26 stycznia zmarł Kit Woolven. Był producentem muzycznym, inżynierem dźwięku i właścicielem studia w InPhase Management. Lista artystów ze świata rocka i metalu, z którymi współpracował jest naprawdę bardzo długa.
Jako producent i inżynier dźwięku odcisnął swoje piętno na dokonaniach m.in. ANATHEMY („Alternative 4” i „Judgement”), ANGEL DUST („To Dust You Will Decay”), CRADLE OF FILTH („Dusk and Her Embrace” i „Midnight in the Labyrinth, or Songs for the Recently Dead and Arisen”), CATHEDRAL („The Carnival Bizarre”, „Supernatural Birth Machine” i „The VIIth Coming”), IOMMI („The 1996 DEP Sessions”), UFO („High Stakes & Dangerous Men”), THIN LIZZY (m.in. „Black Rose: A Rock Legend”, „Chinatown” i „Renegate”). Z wokalistą THIN LIZZY – Philem Lynottem współpracował w latach 1980 – 1982 przy jego solowych nagraniach. Na wydanej w 1996 roku płycie „Supernatural Birth Machine” legendy doom metalu, grupy CATHEDRAL, zagrał gościnnie na instrumentach perkusyjnych. Jego grę możemy usłyszeć w utworze „Stained Glass Horizon”.
Oprócz wykonawców z nurtu hard rocka i metalu Woolven współpracował z innymi legendami muzyki, m.in. z DAVIDEM BOWIE („Scary Monsters (And Super Creeps)„), DAVIDEM GILMOUREM („About Face”) oraz zespołami WILD HORSES i MAGNUM.
Przyczyna śmierci Woolvena nie została podana do publicznej wiadomości. Zmarł mając 71 lat.

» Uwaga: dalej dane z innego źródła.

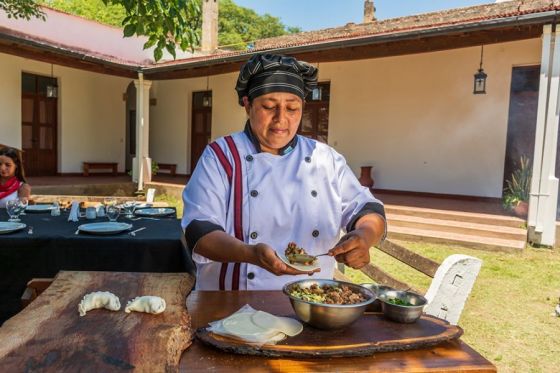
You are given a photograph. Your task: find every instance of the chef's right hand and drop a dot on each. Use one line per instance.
(265, 257)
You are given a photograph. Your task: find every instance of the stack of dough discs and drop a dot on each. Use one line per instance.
(260, 327)
(286, 325)
(240, 325)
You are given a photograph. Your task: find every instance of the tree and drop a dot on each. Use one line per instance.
(239, 26)
(166, 23)
(21, 9)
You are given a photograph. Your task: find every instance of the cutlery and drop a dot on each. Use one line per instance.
(304, 258)
(133, 233)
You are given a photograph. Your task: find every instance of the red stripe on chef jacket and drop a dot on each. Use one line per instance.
(227, 167)
(237, 205)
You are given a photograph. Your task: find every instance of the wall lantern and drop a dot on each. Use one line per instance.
(480, 77)
(52, 89)
(317, 94)
(207, 101)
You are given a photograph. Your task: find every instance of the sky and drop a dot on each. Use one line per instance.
(320, 14)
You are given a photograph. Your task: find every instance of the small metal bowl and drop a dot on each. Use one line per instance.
(328, 316)
(376, 289)
(402, 313)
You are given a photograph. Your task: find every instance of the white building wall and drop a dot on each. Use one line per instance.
(91, 112)
(415, 118)
(170, 119)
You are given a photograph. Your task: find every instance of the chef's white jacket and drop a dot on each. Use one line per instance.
(305, 196)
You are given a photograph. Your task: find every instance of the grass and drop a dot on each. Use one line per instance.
(509, 316)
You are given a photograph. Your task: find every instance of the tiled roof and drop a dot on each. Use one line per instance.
(72, 34)
(458, 17)
(446, 18)
(69, 33)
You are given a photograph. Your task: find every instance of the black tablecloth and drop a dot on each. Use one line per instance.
(54, 246)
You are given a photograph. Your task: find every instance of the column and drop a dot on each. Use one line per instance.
(544, 183)
(142, 171)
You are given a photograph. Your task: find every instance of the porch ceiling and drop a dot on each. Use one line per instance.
(59, 56)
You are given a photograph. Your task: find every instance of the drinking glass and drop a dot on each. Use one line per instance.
(112, 212)
(13, 208)
(24, 202)
(128, 207)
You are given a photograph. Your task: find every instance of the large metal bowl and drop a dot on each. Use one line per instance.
(328, 316)
(402, 313)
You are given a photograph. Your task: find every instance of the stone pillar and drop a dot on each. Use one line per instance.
(544, 183)
(209, 41)
(369, 11)
(142, 174)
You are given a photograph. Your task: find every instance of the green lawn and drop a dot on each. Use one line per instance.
(508, 317)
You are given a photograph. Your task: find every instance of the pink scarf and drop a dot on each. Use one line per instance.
(12, 185)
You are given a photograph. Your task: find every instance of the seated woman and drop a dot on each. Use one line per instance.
(12, 177)
(254, 192)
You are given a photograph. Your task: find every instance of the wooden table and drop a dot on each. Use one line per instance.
(205, 306)
(50, 336)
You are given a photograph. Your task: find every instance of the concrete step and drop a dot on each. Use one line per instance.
(461, 227)
(466, 240)
(471, 217)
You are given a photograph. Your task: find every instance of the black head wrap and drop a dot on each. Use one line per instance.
(266, 73)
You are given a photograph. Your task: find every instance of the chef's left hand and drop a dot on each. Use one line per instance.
(352, 250)
(353, 247)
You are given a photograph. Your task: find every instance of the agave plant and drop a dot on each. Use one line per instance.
(517, 189)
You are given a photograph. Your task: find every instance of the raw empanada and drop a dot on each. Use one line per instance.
(99, 299)
(146, 303)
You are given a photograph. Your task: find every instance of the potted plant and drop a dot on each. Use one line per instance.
(516, 193)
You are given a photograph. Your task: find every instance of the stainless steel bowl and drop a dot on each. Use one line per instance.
(377, 289)
(402, 313)
(328, 316)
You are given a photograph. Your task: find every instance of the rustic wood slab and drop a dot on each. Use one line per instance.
(50, 336)
(370, 334)
(206, 306)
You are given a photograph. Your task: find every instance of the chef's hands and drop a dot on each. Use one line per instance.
(265, 257)
(353, 247)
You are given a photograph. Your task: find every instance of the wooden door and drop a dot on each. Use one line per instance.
(315, 119)
(201, 124)
(38, 125)
(522, 119)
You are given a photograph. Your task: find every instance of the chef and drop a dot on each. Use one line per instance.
(257, 190)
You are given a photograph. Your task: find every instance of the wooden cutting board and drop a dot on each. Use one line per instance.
(370, 334)
(50, 336)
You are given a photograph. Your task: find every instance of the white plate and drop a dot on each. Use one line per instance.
(299, 267)
(155, 211)
(104, 228)
(10, 226)
(39, 208)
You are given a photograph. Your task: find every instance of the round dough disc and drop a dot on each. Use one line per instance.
(242, 325)
(285, 325)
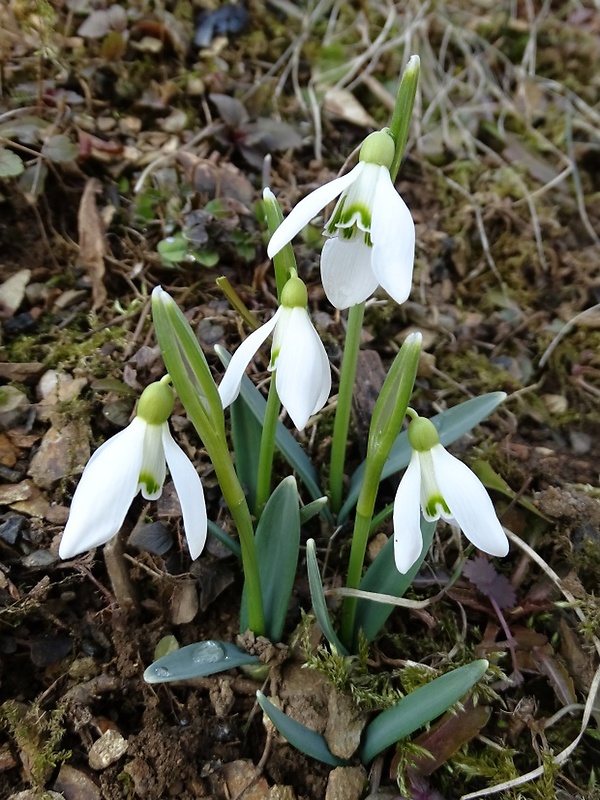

– Świetnie się z nim pracowało, przez cały czas był prawdziwym dżentelmenem. Wszyscy mamy wiele wspaniałych wspomnień o nim i o historiach, które opowiedział – wspominają muzycy CATHEDRAL. – Dzięki kolego za bycie w mojej ekipie i dawanie światu dobrodziejstwa i pożytku ze swoich uszu. Żegnaj przyjacielu – pożegnał Woolvena TONY MARTIN (ex – BLACK SABBATH), który współpracował ze zmarłym przy nagraniach GIUNTINI PROJECT.